Questions about ONe's internal scheduling logic

parak · November 4, 2016, 11:32am

Hello everyone,

my colleagues are trying to pick apart the ONe scheduler and understand its internal logic. They asked me a few questions and I couldn’t answer some of them. So, I’m turning to you, the community

What happens when a datastore isn’t assigned to a specific cluster? Does it
mean this datastore is available on all hosts (across all clusters), on hosts
without any cluster, or nowhere? Does this logic apply to all objects which can
be assigned a cluster?

Why is it necessary to check the image datastore capacity before
matching the datastore for a pending virtual machine?
In the current scheduler implementation, each disk of an active VM
consumes storage from an image datastore. VMs that require more
storage than there is currently available are filtered out (will
remain in the pending state).

Is it true that if a datastore is shared then its capacity can be found directly
in the datastore metadata but if it is not shared then its capacity must be checked
directly in the host monitoring information under DATASTORES?
What about the MAX_DISK/HOST_SHARE element, sometimes the capacity does
not match the capacity in the DATASTORES element. What is the right
way to check the capacity of datastores?

Regarding Q#2, we managed to identify a few key pieces of the code (see below).

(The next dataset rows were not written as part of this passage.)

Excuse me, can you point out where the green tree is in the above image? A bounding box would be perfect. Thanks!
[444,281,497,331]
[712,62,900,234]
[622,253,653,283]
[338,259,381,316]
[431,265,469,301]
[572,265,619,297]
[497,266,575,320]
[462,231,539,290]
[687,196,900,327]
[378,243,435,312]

However, it didn’t help us understand what’s going on there.

Code where the test_image_datastore_capacity is called:

github.com

OpenNebula/one/blob/master/src/scheduler/src/sched/Scheduler.cc#L1107


      
          else//No datastores assigned, let's see why
          {
              if (n_error == 0)//No syntax error
              {
                  if (datastores.size() == 0)
                  {
                      vm->log("Cannot dispatch VM: No system datastores found to run VMs");
                  }
                  else if (n_auth == 0)
                  {
                      vm->log("Cannot dispatch VM: User is not authorized to use any system datastore");
                  }
                  else if (n_fits == 0)
                  {
                      ostringstream oss;
                      oss <<  "Cannot dispatch VM: No system datastore with enough capacity for the VM";
          
                      vm->log(oss.str());
                  }
                  else if (n_matched == 0)
                  {

The test_image_datastore_capacity method:

github.com

OpenNebula/one/blob/master/src/scheduler/src/pool/VirtualMachineXML.cc#L406


      
                  sr.topology = vm_template->get("TOPOLOGY");
              }
          
              if ( memory == 0 || cpu == 0 )
              {
                  sr.cpu  = 0;
                  sr.mem  = 0;
                  sr.disk = 0;
          
                  return;
              }
          
              sr.cpu  = (int) (cpu * 100); //100%
              sr.mem  = memory * 1024;     //Kilobytes
              sr.disk = system_ds_usage;   //MB
          }
          
          /* -------------------------------------------------------------------------- */
          
          void VirtualMachineXML::add_capacity(HostShareCapacity &sr)
          {

Here is the definition of ImageDatastorePoolXML:

github.com

OpenNebula/one/blob/master/src/scheduler/include/DatastorePoolXML.h#L75


      
          
          /* -------------------------------------------------------------------------- */
          /* -------------------------------------------------------------------------- */
          
          class ImageDatastorePoolXML : public DatastorePoolXML
          {
          public:
              ImageDatastorePoolXML(Client* client):DatastorePoolXML(client){};
          
          protected:
              int get_suitable_nodes(std::vector<xmlNodePtr>& content) const override
              {
                  return get_nodes("/DATASTORE_POOL/DATASTORE[TYPE=0]", content);
              };
          };
          
          #endif /* DATASTORE_POOL_XML_H_ */

And the test_capacity method:

github.com

OpenNebula/one/blob/master/src/scheduler/src/pool/DatastoreXML.cc#L98


      
              string shared_st;
              this->xpath(shared_st, "/DATASTORE/TEMPLATE/SHARED", "YES");
          
              shared = one_util::icasecmp(shared_st, "YES");
          
              ObjectXML::paths     = ds_paths;
              ObjectXML::num_paths = ds_num_paths;
          }
          
          /* -------------------------------------------------------------------------- */
          /* -------------------------------------------------------------------------- */
          
          bool DatastoreXML::test_capacity(long long vm_disk_mb, string & error) const
          {
              bool fits = (vm_disk_mb < free_mb) || (vm_disk_mb == 0);
          
              if (!fits)
              {
                  if (NebulaLog::log_level() >= Log::DDEBUG)
                  {
                      ostringstream oss;

Any help or advice will be greatly appreciated.

Thanks!

ruben · November 7, 2016, 6:55pm

What happens when a datastore isn’t assigned to a specific cluster? Does it
mean this datastore is available on all hosts (across all clusters), on hosts
without any cluster, or nowhere? Does this logic apply to all objects which can
be assigned a cluster?

In OpenNebula 5.0 each resource is assigned to a cluster, the “default” (ID:0) cluster is used if no one is specified. By default all resources are assigned to this cluster.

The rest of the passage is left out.